Nopron : Un sirop pour la toux au cœur de la polémique

L’Agence Nationale de Sécurité du Médicament (ANSM) a été contrainte, dans une lettre datant de juin 2013, de rappeler à l’ordre le laboratoire anglais Primus Lab pour avoir tenté de commercialiser en Italie du Nopron, sirop pour la toux interdit en France depuis janvier 2012.

Ce produit était à l’origine exploité par le laboratoire français Alkopharm, rappelle Le Figaro, qui avait fait l’objet d’une enquête judiciaire en 2011 pour avoir commercialisé un traitement anticancéreux périmé !

Les autorités avaient, par le biais de cette enquête, fait interdire la mise en circulation de 14 autres produits en France, dont le Nopron.

En avril 2016, le Nopron, médicament psychotrope destiné à favoriser le sommeil chez l’enfant, a lui aussi été retiré de la vente.

Cette fois-ci, c’est l’Agence du Médicament italienne, l’AIFA, qui a suspendu les autorisations de deux laboratoires, Genopharm et Alkopharm, en raison d’effets secondaires graves, comme des crises de tremblement associées à une grande faiblesse musculaire, le tout pouvant provoquer, par épuisement, des arrêts cardiaques chez les enfants en bas âge.

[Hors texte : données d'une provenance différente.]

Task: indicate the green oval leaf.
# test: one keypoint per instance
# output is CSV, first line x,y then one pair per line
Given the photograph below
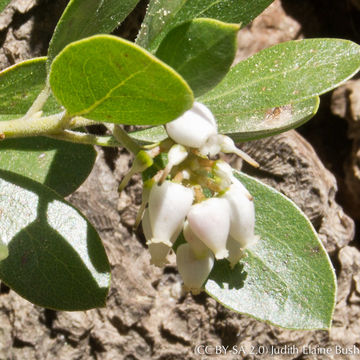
x,y
20,85
287,278
201,51
109,79
83,18
56,259
60,165
163,15
283,74
265,122
248,125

Ce médicament se présente sous forme de sirop.

Niaprazine est le nom de la substance active de ce médicament.

Ce médicament vous a été personnellement prescrit.

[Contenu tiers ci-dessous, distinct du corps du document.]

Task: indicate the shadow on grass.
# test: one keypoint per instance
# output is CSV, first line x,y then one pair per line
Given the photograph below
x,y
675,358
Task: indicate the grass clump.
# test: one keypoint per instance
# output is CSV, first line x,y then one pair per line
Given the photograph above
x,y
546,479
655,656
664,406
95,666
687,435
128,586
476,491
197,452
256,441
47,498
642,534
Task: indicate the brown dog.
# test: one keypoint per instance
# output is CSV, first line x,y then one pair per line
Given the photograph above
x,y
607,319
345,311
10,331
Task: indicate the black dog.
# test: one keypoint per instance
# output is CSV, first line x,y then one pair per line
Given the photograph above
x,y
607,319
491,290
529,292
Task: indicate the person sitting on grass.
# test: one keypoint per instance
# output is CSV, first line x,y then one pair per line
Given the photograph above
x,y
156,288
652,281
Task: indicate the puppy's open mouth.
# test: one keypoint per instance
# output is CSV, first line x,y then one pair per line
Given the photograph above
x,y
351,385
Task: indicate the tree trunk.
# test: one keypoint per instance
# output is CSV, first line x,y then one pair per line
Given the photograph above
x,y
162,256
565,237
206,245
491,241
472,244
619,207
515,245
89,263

Il est préférable de ne pas utiliser ce médicament pendant la grossesse.

Les médicaments ne doivent pas être jetés au tout à l'égout ou avec les ordures ménagères. Demandez à votre pharmacien ce qu'il faut faire des médicaments inutilisés.

La douane italienne a ainsi saisi 14 000 boîtes de ce sirop supposé soigner la toux des enfants, saisie dont l’ASNM a été avertie.

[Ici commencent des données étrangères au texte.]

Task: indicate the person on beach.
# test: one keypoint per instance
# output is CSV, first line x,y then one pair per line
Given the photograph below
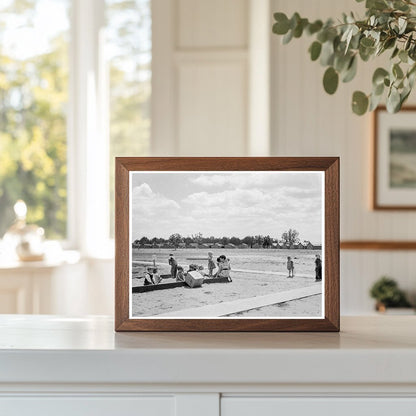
x,y
318,268
224,268
173,266
290,268
180,277
151,277
211,264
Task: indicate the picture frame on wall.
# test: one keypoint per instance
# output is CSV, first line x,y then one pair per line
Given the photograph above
x,y
394,159
227,244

Suite à cet incident, le laboratoire Primius, responsable de la commercialisation du Nopron a plaidé la bonne foi et prétend ne pas être au courant de l’interdiction.

Alkopharm a, de son côté, choisi de nier toute implication dans cette affaire : « Nous ne fabriquons plus le Nopron depuis 2011. Des produits se promènent encore sur le marché.

Suite à l’enquête judiciaire ouverte à l’encontre d’Alkopharm en 2011, l’exploitation du Nopron avait été confiée au laboratoire Primius.

La chose n’était à l’époque pas surprenante puisque les deux laboratoires appartiennent au même holding.

Il semble cependant exister des « liens étroits qui dépassent la simple relation de donneur d'ordre à sous-traitant (…) des postes importants au sein des deux entreprises sont en effet occupés par les mêmes personnes » indique le Figaro.

L’ANSM s’inquiète bien sûr de ce type de pratiques : « le respect de la réglementation s'impose.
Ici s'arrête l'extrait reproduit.